First of all, why does $\lim_i \sup_{x \in X} f_i(x)$ exist? Well indeed, let's show this sequence is Cauchy. Fix $\epsilon > 0$, for $i$ large enough we have all the $f_i$ uniformly within $\epsilon$ of $f$. For $j, j' > i$ take a sequence $x_n$ such that $f_j(x_n)$ converges to $\sup_{x} f_j(x)$, we have $$\sup_x f_{j'}(x) \geqslant \limsup_n f_{j'}(x_n) \geqslant \lim f_j(x_n) - \epsilon = \sup_x f_j(x) - \epsilon$$by symmetry we have the result.
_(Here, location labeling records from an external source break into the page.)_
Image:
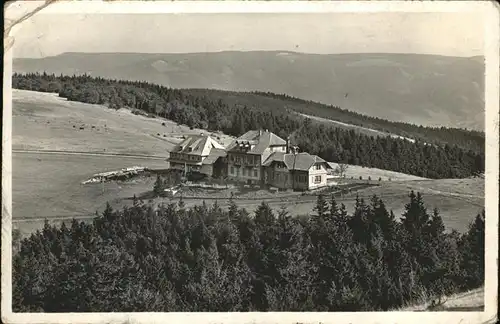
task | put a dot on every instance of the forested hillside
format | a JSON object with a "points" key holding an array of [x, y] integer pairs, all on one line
{"points": [[450, 153], [209, 259], [430, 90]]}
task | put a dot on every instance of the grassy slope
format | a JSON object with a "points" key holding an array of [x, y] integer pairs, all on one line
{"points": [[45, 185], [467, 301], [389, 86]]}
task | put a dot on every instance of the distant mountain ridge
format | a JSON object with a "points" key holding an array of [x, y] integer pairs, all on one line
{"points": [[428, 90]]}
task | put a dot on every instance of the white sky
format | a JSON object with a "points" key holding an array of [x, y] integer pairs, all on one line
{"points": [[453, 34]]}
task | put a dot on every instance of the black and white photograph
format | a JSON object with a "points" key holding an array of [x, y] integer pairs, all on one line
{"points": [[250, 158]]}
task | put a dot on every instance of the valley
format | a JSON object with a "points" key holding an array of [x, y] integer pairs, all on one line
{"points": [[47, 176]]}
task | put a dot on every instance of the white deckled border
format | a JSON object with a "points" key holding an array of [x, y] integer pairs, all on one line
{"points": [[491, 50]]}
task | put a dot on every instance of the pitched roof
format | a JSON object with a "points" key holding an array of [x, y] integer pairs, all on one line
{"points": [[301, 161], [198, 145], [260, 140], [214, 155]]}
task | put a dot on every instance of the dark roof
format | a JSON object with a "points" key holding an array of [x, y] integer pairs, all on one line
{"points": [[198, 145], [214, 155], [301, 161], [260, 140]]}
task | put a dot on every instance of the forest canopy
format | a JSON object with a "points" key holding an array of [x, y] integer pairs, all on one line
{"points": [[205, 258], [432, 152]]}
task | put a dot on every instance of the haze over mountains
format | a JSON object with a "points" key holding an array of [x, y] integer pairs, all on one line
{"points": [[421, 89]]}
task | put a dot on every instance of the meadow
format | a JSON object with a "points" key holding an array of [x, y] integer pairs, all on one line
{"points": [[49, 185]]}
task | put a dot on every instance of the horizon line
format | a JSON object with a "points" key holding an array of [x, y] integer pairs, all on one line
{"points": [[246, 51]]}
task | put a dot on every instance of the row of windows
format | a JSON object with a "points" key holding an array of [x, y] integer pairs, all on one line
{"points": [[186, 157], [245, 172], [244, 159]]}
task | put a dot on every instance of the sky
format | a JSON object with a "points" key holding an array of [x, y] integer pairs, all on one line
{"points": [[451, 34]]}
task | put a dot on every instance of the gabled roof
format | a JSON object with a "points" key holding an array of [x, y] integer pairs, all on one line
{"points": [[214, 155], [260, 140], [301, 161], [198, 145]]}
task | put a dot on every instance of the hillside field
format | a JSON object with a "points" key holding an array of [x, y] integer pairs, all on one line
{"points": [[48, 184]]}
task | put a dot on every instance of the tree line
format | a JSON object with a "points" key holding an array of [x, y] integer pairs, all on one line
{"points": [[206, 258], [234, 114], [464, 138]]}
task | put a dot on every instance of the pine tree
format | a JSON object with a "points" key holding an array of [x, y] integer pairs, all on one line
{"points": [[158, 186]]}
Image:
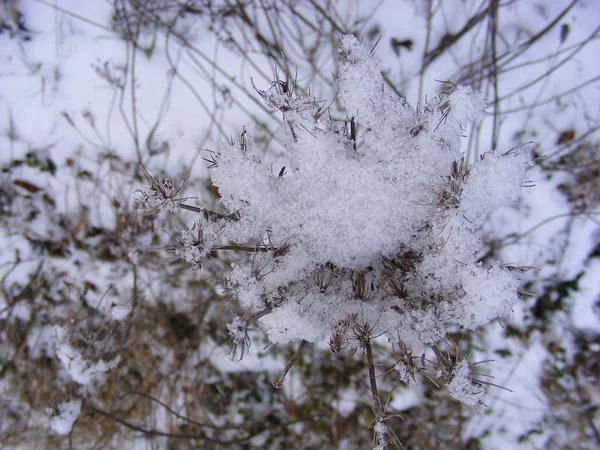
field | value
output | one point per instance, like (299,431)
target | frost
(82,370)
(462,388)
(375,218)
(64,416)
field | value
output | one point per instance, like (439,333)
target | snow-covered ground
(81,107)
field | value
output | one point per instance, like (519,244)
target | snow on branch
(379,215)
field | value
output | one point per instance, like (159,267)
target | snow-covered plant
(373,222)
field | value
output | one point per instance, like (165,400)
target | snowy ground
(80,108)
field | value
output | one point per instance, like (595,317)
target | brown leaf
(27,186)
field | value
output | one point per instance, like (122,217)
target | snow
(66,415)
(357,209)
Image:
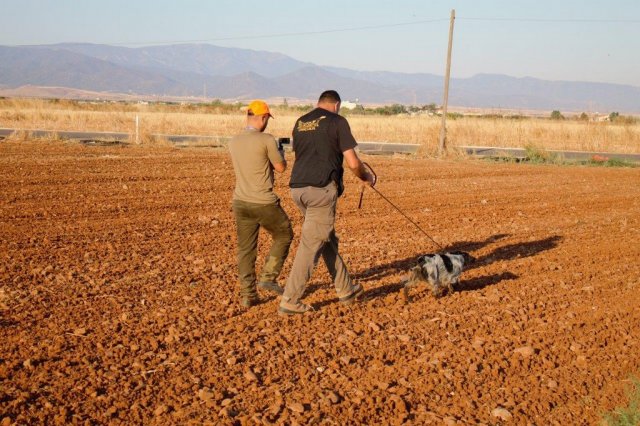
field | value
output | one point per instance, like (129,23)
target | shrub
(630,415)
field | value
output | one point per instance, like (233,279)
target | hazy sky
(583,40)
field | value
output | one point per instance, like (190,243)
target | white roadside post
(137,125)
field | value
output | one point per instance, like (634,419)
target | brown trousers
(250,217)
(318,238)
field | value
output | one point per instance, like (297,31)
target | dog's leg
(408,284)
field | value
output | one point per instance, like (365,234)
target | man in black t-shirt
(322,139)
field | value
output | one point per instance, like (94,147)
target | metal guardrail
(376,148)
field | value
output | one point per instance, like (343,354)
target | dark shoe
(287,308)
(271,286)
(355,295)
(248,302)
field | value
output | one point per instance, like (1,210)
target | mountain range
(207,71)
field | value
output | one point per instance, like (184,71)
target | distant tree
(432,108)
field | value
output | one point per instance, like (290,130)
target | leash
(375,179)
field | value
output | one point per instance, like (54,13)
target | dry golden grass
(226,120)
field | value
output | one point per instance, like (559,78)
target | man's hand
(368,179)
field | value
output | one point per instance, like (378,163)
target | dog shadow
(517,250)
(508,252)
(470,246)
(482,282)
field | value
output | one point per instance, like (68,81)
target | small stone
(581,361)
(333,397)
(251,376)
(160,410)
(383,385)
(525,351)
(346,360)
(449,421)
(205,394)
(501,413)
(296,407)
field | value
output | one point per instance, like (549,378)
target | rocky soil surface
(118,296)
Now onto business, we want to show $$\lim_j \sup_x f_j(x) = M$$

Well let's see $\geqslant$: for any $\epsilon > 0$, we can find $x$ such that $f(x)$ is within $\epsilon$ of $M$, and for big enough $n$ we have $f_n(x)$ is within $\epsilon$ of $f(x)$. In particular $\sup_{x' \in X} f_i(x ') \geqslant f_i(x) \geqslant M - 2\epsilon$

So we get $$\lim_i \sup_{x \in X} f_i(x) \geqslant M$$

Now let's see $\leqslant$: it suffices to show $\leqslant M + \epsilon$, for any $\epsilon > 0$. Indeed, for $i >> 0$, we have $f_i(x)$ is uniformly within $f(x)$. For such large $i$, take a sequence $x_n$ such that $\lim_n f_i(x_n) = \sup_x f_i(x)$. We have $$\lim_n f_i(x_n) \leqslant \limsup_n f(x_n) + \epsilon \leqslant M + \epsilon$$as desired.